Monday, July 25, 2011

Sam Bernacki: May He Rest In Peace

My dog, Sam, recently past away.

Although majority of you guys have never met him, I’d like to think you’ve enjoyed parts of his persona over the past few years. With two of my most popular posts, his drawings have generated two hundred and thirteen views, which hopefully captured his adorable confusion and his ability to love fully without judgment or reservations. He made every single person that he met feel like the most special person in the world; from the moment that he saw you, he would bark and wag his tail and smile at you like, ‘Where have you been all my life, you’re my new best friend!’

He was my best friend, and he will be greatly missed.

We met him seven years ago in downtown Fort Worth, Texas. It was a frigid winter’s night, and I drove my car to meet my parents at a movie theatre to watch ‘In Good Company.’ When I met my parents inside, my mom said that a very skinny dog jump on her in the parking lot and, since it was so cold outside, they decided keep him inside the truck while we watched the movie. Man, did Sam jump on the right person. It was an okay movie, but I kept thinking of my mom’s imminent reaction; a stray dog jumped on her … and she put him into her vehicle. Personally, I thought he would be a scrawny little dog who was scared out of his mind to be trapped inside a small compartment, but after the movie, they called my cell phone and said that he was peacefully sleeping in the back seat. So they decided to take him home. At our home waited Luke, our protective house dog that we had for about six years prior. Although Luke made friends with a few stray dogs around our neighborhood, he was best known for periodically attacking a dobberman pinscher down our street… because he could. Luke was an alpha male, who was essentially treated like he was my brother. When they let Sam into the house, Luke immediately growled at him, but Sam was undeterred. He sniffed Luke and pleasantly walked where we were sitting, and he jumped onto the couch, laid down, and started to lick Luke’s muzzle. Eventually, Luke just looked at us with his lip curled as if to say, ‘Shit, we’re keeping him, aren’t we.’

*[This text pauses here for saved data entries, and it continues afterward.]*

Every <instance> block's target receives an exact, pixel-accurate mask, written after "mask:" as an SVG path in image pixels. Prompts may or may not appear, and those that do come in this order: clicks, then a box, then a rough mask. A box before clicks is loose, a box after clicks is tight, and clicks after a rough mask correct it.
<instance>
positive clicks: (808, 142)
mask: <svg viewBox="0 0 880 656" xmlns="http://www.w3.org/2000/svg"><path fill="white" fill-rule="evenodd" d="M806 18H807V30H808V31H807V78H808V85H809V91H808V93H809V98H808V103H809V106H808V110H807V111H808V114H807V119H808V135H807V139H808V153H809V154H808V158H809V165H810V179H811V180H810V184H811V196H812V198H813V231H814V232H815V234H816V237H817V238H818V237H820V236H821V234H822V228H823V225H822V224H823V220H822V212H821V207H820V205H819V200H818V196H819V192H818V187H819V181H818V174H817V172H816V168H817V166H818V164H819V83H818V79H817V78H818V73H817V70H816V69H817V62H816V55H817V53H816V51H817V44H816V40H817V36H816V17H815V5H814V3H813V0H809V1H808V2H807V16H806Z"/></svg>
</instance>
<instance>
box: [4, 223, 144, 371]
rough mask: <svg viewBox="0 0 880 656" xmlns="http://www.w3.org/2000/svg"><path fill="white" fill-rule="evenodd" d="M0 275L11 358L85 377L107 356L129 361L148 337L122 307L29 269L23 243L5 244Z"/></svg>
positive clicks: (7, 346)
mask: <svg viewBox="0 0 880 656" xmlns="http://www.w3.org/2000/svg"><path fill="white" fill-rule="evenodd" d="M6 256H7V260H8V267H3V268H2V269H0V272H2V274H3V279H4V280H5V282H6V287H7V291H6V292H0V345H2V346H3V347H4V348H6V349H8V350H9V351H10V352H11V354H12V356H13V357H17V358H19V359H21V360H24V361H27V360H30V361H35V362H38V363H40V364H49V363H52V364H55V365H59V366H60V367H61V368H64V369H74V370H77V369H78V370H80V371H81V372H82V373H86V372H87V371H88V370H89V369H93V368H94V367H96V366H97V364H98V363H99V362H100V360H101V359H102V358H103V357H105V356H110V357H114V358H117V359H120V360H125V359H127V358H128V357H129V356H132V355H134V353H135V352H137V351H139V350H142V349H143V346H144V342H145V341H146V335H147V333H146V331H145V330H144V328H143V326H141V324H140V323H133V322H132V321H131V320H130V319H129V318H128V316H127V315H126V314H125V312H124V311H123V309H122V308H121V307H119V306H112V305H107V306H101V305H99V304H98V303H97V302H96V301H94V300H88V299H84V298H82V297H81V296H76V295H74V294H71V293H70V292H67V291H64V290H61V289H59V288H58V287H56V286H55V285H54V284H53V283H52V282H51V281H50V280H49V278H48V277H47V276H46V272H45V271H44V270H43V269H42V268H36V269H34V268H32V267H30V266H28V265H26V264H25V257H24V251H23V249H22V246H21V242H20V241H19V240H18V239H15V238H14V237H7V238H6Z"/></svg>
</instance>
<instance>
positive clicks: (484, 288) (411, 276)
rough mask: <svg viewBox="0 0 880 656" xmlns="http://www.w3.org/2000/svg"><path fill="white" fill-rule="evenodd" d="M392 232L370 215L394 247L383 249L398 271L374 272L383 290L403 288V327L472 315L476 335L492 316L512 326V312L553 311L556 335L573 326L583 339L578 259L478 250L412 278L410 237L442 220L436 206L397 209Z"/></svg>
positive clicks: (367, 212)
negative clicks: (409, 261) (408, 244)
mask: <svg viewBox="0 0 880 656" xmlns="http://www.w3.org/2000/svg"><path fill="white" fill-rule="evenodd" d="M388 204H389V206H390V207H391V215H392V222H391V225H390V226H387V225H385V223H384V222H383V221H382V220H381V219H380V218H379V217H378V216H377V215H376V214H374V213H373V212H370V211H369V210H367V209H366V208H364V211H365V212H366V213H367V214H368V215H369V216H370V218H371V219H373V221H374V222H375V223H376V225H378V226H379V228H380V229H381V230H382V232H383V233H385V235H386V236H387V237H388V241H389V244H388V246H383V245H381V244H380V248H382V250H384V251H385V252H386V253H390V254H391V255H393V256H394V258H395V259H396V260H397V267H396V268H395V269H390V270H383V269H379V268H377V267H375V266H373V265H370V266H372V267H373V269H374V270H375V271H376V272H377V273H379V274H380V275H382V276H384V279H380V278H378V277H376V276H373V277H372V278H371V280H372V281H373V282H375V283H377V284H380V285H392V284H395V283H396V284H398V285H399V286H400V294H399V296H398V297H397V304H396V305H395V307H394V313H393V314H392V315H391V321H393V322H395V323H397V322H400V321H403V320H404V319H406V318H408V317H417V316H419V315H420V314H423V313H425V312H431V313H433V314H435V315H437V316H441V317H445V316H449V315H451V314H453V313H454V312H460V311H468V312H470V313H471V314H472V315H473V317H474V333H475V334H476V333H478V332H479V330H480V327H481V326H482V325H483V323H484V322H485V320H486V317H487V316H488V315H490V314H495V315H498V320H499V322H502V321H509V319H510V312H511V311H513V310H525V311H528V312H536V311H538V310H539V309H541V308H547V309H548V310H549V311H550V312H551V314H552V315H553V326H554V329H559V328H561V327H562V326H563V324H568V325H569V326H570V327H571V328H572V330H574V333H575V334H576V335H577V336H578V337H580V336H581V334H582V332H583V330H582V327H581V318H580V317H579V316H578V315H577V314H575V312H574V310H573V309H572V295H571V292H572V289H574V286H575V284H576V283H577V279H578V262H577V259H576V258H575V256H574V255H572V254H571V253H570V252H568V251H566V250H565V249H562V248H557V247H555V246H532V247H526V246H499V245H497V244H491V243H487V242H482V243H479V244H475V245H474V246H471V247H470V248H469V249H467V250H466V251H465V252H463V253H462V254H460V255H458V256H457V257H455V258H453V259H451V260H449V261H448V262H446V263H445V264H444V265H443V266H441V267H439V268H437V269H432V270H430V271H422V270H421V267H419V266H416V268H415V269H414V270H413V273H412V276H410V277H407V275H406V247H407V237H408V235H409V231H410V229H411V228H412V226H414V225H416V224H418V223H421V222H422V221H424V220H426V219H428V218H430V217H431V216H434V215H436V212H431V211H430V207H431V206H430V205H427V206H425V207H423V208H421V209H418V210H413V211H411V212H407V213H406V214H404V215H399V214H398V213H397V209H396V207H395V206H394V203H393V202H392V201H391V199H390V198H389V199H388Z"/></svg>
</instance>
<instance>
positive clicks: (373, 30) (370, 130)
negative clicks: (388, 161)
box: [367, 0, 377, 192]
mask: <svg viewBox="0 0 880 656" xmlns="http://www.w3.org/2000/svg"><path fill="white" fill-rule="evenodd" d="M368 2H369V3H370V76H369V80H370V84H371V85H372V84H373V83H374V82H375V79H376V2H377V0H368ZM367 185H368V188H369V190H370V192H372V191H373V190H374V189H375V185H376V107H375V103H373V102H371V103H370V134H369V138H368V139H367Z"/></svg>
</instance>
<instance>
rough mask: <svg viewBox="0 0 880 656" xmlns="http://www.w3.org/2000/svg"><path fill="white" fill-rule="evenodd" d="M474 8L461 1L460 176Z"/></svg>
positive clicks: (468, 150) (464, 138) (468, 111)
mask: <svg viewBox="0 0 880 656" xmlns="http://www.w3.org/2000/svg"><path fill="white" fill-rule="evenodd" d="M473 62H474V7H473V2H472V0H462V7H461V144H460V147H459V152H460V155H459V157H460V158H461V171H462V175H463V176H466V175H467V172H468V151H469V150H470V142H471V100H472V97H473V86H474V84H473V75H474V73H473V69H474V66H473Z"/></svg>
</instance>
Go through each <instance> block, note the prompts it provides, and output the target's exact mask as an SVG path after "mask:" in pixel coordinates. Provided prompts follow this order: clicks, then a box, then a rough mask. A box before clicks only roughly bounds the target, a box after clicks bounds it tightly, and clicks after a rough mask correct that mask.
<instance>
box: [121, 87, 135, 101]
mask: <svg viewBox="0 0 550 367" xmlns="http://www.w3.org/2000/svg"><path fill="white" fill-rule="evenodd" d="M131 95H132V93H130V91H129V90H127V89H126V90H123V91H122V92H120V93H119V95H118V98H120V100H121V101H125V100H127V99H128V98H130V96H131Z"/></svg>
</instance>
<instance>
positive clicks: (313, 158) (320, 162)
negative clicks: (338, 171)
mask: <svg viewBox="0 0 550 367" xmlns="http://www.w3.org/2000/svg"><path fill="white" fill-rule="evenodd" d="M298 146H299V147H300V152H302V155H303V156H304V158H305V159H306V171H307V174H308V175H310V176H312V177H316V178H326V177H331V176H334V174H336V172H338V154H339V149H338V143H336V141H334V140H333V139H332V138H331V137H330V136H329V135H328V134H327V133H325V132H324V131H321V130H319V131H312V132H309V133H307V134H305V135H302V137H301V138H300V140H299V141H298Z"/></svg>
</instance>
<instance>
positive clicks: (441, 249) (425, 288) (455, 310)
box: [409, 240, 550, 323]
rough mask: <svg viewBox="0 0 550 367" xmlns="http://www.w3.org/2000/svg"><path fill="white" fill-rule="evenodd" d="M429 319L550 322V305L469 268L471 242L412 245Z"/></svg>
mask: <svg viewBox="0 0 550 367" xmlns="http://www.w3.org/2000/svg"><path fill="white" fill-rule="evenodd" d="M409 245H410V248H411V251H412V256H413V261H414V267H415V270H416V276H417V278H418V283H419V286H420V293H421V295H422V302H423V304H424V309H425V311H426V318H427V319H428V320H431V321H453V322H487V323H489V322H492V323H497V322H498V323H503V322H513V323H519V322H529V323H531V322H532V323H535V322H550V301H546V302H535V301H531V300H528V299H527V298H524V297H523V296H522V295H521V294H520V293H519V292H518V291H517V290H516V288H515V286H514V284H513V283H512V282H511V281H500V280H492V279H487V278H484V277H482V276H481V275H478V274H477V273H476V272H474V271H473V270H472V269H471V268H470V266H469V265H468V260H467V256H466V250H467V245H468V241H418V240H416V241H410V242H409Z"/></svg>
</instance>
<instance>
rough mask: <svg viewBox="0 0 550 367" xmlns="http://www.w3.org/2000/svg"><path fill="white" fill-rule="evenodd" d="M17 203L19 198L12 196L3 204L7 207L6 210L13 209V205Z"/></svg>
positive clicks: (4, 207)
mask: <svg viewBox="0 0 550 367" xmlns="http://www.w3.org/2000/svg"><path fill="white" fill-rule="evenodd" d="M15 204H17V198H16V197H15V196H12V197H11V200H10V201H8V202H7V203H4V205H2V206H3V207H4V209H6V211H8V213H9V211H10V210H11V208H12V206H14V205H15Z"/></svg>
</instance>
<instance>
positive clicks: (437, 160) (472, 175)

Sam died today of a heat stroke; he was eight years old. I decided to take him on a run this morning, and he couldn’t make it home so I carried him the rest of the way. A long story short, I stayed with him in the house until I knew that he wouldn’t get better on his own and I called my step-father who took him to the vet, and they decided to put him to sleep.

Quoted from the character Albus Dumbledore, "Do not pity the dead... Pity the living, and, above all, those who live without love." Above all else, I hope that Sam knew that he was loved, just as much as he loved each and everyone of his family members. Everyday was an adventure, and he made ever moment count from lying beside me while I typed throughout the night to waking up at dawn to watch my parents drink coffee.

He was an amazing dog, and we will never forget him.

Good bye, my big eyes and floppy eared puppy.